If unemployment has to be eliminated, i.e. if the size of the reserve army is to fall below this
floor, then pricing of products cannot be left to capitalist enterprises (for that as we have
2
seen would cause a wage-price spiral). There must then be State intervention in the form of
an “incomes and prices policy”. The State in such an economy must then not only carry out
“demand management”; it must also engage in “distribution management”. When after
years of pursuing Keynesian policies of “demand management”, capitalist economies did
start experiencing serious cost-price spirals, many governments did try for a while to
introduce “incomes and prices policies”, so that the high employment levels could be
maintained while inflation could be controlled. But these efforts proved futile.

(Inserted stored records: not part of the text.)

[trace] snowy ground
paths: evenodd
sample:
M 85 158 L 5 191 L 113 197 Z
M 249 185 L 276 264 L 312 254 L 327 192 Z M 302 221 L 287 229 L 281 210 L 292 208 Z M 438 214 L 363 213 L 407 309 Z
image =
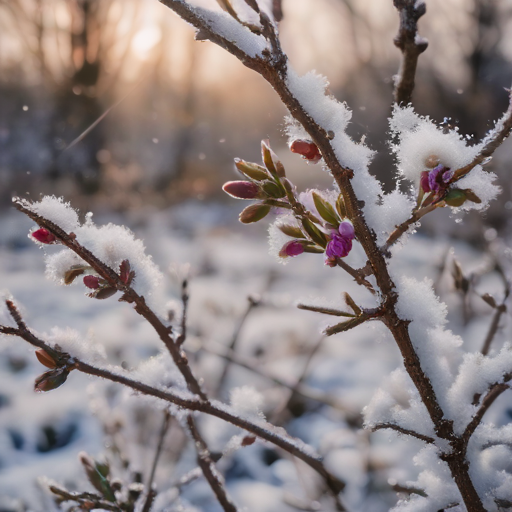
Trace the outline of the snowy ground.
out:
M 177 301 L 176 275 L 182 274 L 184 264 L 190 263 L 186 348 L 196 375 L 204 378 L 205 387 L 212 394 L 225 363 L 209 351 L 229 344 L 249 294 L 261 294 L 263 305 L 245 322 L 236 351 L 268 374 L 291 384 L 301 375 L 320 331 L 329 325 L 325 317 L 297 310 L 294 304 L 298 300 L 341 305 L 341 294 L 348 291 L 359 304 L 373 306 L 367 292 L 340 269 L 325 267 L 322 256 L 301 255 L 285 266 L 279 264 L 268 254 L 263 226 L 234 225 L 236 211 L 231 207 L 186 203 L 170 211 L 139 213 L 123 219 L 144 239 L 148 252 L 165 273 L 165 300 Z M 103 221 L 95 220 L 98 224 Z M 158 354 L 161 346 L 157 336 L 129 305 L 113 298 L 92 300 L 84 296 L 81 286 L 60 287 L 45 279 L 42 251 L 26 236 L 32 226 L 20 213 L 4 213 L 0 232 L 0 289 L 9 290 L 23 305 L 28 325 L 40 333 L 49 332 L 53 326 L 76 329 L 91 343 L 104 345 L 109 360 L 127 369 Z M 451 247 L 448 242 L 417 235 L 397 253 L 397 258 L 407 275 L 436 281 L 443 300 L 454 311 L 449 327 L 464 336 L 469 350 L 477 350 L 485 338 L 491 309 L 475 299 L 474 314 L 462 327 L 460 297 L 452 290 L 449 270 L 439 276 L 439 266 Z M 469 247 L 460 244 L 454 251 L 465 269 L 471 271 L 482 265 L 481 256 Z M 355 266 L 364 264 L 358 247 L 348 260 Z M 478 289 L 498 296 L 502 293 L 495 274 L 483 278 Z M 504 322 L 495 348 L 510 339 L 509 335 L 509 322 Z M 419 441 L 387 432 L 370 436 L 347 422 L 347 418 L 355 423 L 360 420 L 362 408 L 399 365 L 398 350 L 380 324 L 325 339 L 311 362 L 305 385 L 334 400 L 337 406 L 303 400 L 297 404 L 300 413 L 296 417 L 281 420 L 290 434 L 314 446 L 325 456 L 327 466 L 348 482 L 345 499 L 353 510 L 387 510 L 396 501 L 389 484 L 413 480 L 418 471 L 412 458 L 421 448 Z M 130 461 L 130 470 L 145 474 L 151 462 L 161 421 L 159 412 L 151 413 L 147 403 L 119 392 L 116 386 L 76 372 L 61 388 L 35 394 L 34 378 L 43 371 L 25 342 L 0 338 L 2 512 L 54 510 L 44 485 L 38 483 L 43 475 L 69 488 L 85 489 L 87 484 L 77 459 L 81 451 L 93 456 L 105 453 L 114 459 L 113 449 L 120 447 Z M 289 393 L 268 378 L 231 365 L 221 399 L 229 399 L 226 389 L 242 385 L 254 386 L 263 393 L 263 411 L 271 419 Z M 503 395 L 488 419 L 504 423 L 507 414 L 503 411 L 507 410 L 512 415 L 512 401 Z M 112 425 L 120 426 L 119 433 L 112 433 Z M 237 433 L 234 427 L 211 418 L 202 418 L 201 426 L 214 451 L 222 451 Z M 180 462 L 174 462 L 176 444 L 183 443 L 178 430 L 167 437 L 156 479 L 161 490 L 194 467 L 192 450 L 186 449 Z M 300 507 L 309 510 L 315 506 L 328 509 L 327 503 L 316 503 L 311 473 L 262 443 L 222 459 L 219 465 L 237 502 L 251 512 L 286 512 Z M 165 500 L 173 498 L 170 494 L 162 495 L 157 502 L 160 510 L 175 510 L 166 508 Z M 180 503 L 200 510 L 219 510 L 201 480 L 183 488 Z

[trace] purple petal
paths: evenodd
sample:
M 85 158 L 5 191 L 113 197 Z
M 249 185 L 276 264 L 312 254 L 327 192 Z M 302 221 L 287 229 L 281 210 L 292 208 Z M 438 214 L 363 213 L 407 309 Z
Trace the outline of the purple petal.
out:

The reason why they proved futile is because capitalists are opposed to any such extensive
State intervention in the economy which is not mediated through them, i.e. which does not
provide them with “incentives” for improving the state of the economy but attempts to do
so directly. This undermines the social legitimacy of capitalism: if the State is so badly
needed for increasing employment, people begin to ask, then why doesn’t the State take
over the running of the economy itself from the capitalists? It is essential for the social
legitimacy of the system that capitalists must be seen as indispensible; and to preserve that
myth, State intervention must be mediated through them by improving their “incentives”,
boosting their “animal spirits” and “euphoria”; and so on.
Coming back to the question, why we have unemployment, it follows therefore that under
neo-liberal capitalism, where the level of activity requires “bubbles” to sustain itself, the
paucity of aggregate demand as a general feature constitutes the obvious explanation. But
even in an economy where the State recaptures its ability to boost aggregate demand by
pursuing whatever fiscal policy it wishes to, by way of taxation and fiscal deficit, the
maintenance of a high level of employment requires increasing intervention by the State,
from “demand management” to an “incomes and Prices policy”, and so on, which
undermines the social legitimacy of the capitalist system and which therefore is impossible
to sustain within the confines of the capitalist system.
To say this does not mean that we should not demand higher employment under the
existing system or that we cannot even achieve through our struggles higher employment
under the existing system. What it means in fact is just the opposite, namely that a
persistent struggle for employment within the system is a way of transcending the system
itself; and this constitutes an all-powerful reason for our engaging in this struggle.